Platform information
--------------------
uname: FreeBSD 12.2-RELEASE-p7 FreeBSD 12.2-RELEASE-p7 GENERIC amd64
OS: FreeBSD, ARCH: amd64, CPU: amd64
zlib version: 1.2.11 (1.2.11), compile flags: a9
platform id: 0x03238e8e0800000000040201

Build information
-----------------
Clang: FreeBSD Clang 10.0.1 (git@github.com:llvm/llvm-project.git llvmorg-10.0.1-0-gef32c611aa2) (4.2.1)
sizeof(void*) = 8
Engine flevel: 142, dconf: 142
mjbroekman commented 2 years ago

ClamAV is removing the soft-break during normalization. The 'problem' is that it is then also converting everything to lowercase, so "DocuSign" is becoming "docusign", which doesn't match the first logical signature.

Your Test3 signature does match because one of the lines in the original email has 'abcd' unbroken, along with the camelcase DocuSign.

If you add ::i to end of each of the first subsignatures, all the signatures do end up matching because it is no longer looking explicitly for the camelcase.

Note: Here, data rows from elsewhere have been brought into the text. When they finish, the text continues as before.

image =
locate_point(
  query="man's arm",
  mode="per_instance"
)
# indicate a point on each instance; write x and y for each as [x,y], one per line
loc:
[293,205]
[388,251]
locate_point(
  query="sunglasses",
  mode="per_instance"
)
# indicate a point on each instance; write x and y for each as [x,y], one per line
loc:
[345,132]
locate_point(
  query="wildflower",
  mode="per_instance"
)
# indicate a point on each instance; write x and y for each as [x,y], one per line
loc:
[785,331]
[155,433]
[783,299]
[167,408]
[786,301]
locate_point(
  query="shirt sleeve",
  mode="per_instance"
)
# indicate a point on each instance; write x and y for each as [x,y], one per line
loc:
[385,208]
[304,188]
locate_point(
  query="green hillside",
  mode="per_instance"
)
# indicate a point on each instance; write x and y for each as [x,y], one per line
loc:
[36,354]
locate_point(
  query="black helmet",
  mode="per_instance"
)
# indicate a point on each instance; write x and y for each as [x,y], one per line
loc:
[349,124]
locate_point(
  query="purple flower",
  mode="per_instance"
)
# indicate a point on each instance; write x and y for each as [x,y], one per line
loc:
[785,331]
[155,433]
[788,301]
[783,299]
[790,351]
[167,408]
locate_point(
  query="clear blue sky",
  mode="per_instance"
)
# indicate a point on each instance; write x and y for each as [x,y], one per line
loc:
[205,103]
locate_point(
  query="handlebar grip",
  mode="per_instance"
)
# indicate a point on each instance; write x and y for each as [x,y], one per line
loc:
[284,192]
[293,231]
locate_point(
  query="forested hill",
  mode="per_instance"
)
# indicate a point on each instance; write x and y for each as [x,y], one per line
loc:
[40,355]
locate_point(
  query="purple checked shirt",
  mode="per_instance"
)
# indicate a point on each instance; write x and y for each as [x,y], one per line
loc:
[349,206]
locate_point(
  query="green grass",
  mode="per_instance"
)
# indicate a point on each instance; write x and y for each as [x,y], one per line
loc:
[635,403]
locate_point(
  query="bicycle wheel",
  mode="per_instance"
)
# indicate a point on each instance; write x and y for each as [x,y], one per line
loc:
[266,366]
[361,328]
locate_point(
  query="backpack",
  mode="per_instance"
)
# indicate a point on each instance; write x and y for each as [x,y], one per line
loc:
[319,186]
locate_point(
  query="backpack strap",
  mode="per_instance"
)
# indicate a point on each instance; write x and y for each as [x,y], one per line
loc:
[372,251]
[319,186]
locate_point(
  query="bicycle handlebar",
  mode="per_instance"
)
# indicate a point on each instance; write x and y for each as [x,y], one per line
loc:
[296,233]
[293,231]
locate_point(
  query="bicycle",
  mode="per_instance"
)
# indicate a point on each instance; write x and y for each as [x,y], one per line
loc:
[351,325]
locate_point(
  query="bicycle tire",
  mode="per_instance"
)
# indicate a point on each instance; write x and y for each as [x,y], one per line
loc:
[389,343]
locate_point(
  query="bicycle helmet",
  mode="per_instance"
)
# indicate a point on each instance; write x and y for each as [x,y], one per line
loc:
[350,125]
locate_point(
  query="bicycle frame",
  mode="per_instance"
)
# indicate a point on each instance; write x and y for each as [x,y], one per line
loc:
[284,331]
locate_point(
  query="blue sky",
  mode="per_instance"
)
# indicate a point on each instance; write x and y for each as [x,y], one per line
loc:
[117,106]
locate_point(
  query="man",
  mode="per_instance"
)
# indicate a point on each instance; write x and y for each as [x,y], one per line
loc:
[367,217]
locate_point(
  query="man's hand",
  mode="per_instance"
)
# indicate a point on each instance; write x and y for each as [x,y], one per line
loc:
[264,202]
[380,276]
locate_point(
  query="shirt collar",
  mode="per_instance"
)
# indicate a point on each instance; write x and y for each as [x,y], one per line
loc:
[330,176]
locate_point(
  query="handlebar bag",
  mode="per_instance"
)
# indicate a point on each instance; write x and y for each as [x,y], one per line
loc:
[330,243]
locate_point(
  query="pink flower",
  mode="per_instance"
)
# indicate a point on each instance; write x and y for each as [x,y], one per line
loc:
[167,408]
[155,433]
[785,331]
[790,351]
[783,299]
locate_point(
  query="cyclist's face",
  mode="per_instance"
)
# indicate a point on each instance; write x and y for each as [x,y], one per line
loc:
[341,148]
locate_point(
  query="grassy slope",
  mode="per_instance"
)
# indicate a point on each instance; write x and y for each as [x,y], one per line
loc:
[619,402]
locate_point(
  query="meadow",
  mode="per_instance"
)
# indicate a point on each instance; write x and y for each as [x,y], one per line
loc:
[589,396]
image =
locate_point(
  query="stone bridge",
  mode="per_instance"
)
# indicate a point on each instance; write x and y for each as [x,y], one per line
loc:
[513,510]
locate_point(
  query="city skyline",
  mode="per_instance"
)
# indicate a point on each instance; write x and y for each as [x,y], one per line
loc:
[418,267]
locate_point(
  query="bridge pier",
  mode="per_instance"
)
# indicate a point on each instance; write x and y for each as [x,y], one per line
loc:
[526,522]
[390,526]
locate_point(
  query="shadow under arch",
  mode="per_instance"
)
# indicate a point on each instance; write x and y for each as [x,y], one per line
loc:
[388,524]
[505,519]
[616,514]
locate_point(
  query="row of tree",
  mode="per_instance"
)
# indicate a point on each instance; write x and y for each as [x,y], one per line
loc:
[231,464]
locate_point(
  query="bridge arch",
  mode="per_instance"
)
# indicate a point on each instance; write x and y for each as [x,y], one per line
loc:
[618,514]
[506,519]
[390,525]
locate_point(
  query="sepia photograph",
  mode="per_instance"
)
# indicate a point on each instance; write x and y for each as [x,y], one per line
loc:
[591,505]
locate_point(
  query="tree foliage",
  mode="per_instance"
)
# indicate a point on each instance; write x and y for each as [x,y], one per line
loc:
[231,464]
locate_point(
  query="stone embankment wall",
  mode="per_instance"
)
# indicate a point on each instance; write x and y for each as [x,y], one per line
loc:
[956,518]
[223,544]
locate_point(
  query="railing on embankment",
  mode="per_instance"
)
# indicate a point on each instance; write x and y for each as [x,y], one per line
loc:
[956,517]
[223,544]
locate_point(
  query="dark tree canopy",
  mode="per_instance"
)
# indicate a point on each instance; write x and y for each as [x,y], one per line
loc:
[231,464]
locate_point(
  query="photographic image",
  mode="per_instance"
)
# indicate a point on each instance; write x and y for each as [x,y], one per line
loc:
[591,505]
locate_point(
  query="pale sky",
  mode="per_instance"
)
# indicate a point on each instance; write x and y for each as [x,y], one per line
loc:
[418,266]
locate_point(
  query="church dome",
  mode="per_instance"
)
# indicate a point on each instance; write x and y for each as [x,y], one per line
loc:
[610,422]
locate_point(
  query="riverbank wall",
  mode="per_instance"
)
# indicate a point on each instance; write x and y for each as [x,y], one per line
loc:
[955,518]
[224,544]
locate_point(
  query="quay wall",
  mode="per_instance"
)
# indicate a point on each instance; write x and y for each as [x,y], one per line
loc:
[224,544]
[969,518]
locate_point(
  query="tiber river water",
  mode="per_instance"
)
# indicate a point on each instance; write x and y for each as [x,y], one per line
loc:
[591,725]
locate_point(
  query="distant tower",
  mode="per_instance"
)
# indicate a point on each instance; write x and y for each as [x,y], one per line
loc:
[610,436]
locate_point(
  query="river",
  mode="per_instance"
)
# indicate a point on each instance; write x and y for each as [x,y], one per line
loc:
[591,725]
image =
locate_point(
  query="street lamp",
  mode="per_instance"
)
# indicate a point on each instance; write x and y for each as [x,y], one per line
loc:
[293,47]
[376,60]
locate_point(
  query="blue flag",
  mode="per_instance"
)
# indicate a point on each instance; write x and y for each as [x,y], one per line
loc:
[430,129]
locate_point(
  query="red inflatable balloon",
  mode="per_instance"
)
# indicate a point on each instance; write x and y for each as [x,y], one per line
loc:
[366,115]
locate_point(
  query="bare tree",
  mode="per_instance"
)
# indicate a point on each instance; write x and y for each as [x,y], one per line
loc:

~/Security$ clamscan -d quoted-printable.ldb --no-summary -z quoted-printable.eml
~/Security/quoted-printable.eml: Test1.UNOFFICIAL FOUND
~/Security/quoted-printable.eml: Test2.UNOFFICIAL FOUND
~/Security/quoted-printable.eml: Test3.UNOFFICIAL FOUND
~/Security/quoted-printable.eml: Test1.UNOFFICIAL FOUND
~/Security/quoted-printable.eml: Test2.UNOFFICIAL FOUND
~/Security/quoted-printable.eml: Test3.UNOFFICIAL FOUND
~/Security/quoted-printable.eml: Test3.UNOFFICIAL FOUND
~/Security/quoted-printable.eml: Test3.UNOFFICIAL FOUND
~/Security/quoted-printable.eml: Test3.UNOFFICIAL FOUND

~/Security$ cat quoted-printable.ldb  
Test1;Engine:81-255,Target:0;0&1;446f63755369676e::i;616263642e696f2f61626364
Test2;Engine:81-255,Target:0;0&1;446f63755369676e::i;616263642e
Test3;Engine:81-255,Target:0;0&1;446f63755369676e::i;61626364
mjbroekman commented 2 years ago

For reference, these are the files that get created by the different normalizations that occur while scanning that message:

~/Security/20220304_130643-quoted-printable.eml.4cc5473e67/quoted-printable.eml.58567c8191$ for f in `find . -type f`; do echo "== $f =="; cat $f; echo; done
== ./textportion.84662458bb/html-tmp.45d0147f18/notags.html ==
 https://abcd.io/abcd/x#x docusign 
== ./textportion.84662458bb/html-tmp.45d0147f18/nocomment.html ==
<html><head><title></title></head><body><a href="https://abcd.io/abcd/x#x">docusign</a></body></html>
== ./clamav-305ac395b94a192af4df0026248a2883.tmp.0356e26b8c/html-tmp.ff53d1161f/notags.html ==
 https://a bcd.io/abcd/x#x docusign 
== ./clamav-305ac395b94a192af4df0026248a2883.tmp.0356e26b8c/html-tmp.ff53d1161f/nocomment.html ==
<html><head><title></title></head><body><a href="https://a bcd.io/abcd/x#x">docusign</a></body></html>
== ./mail-tmp.759b8bbb97/clamav-305ac395b94a192af4df0026248a2883.tmp ==
<HTML><HEAD><TITLE></TITLE></HEAD>
<body>
<A href="https://a
bcd.io/abcd/x#x">
DocuSign</A>
</BODY></HTML>

== ./mail-tmp.759b8bbb97/clamav-45d2dba2bdf8852ab9fc5250097d7ed7.tmp ==
<HTML><HEAD><TITLE></TITLE></HEAD>
<body>
<A href="https://abcd.io/abcd/x#x">
DocuSign</A>
</BODY></HTML>

There's definitely something odd going on because if you use --normalize=no on the clamscan command-line, all 3 signatures will match correctly. It seems like the original file (or the reconstructed mail file) doesn't get scanned if normalization is allowed.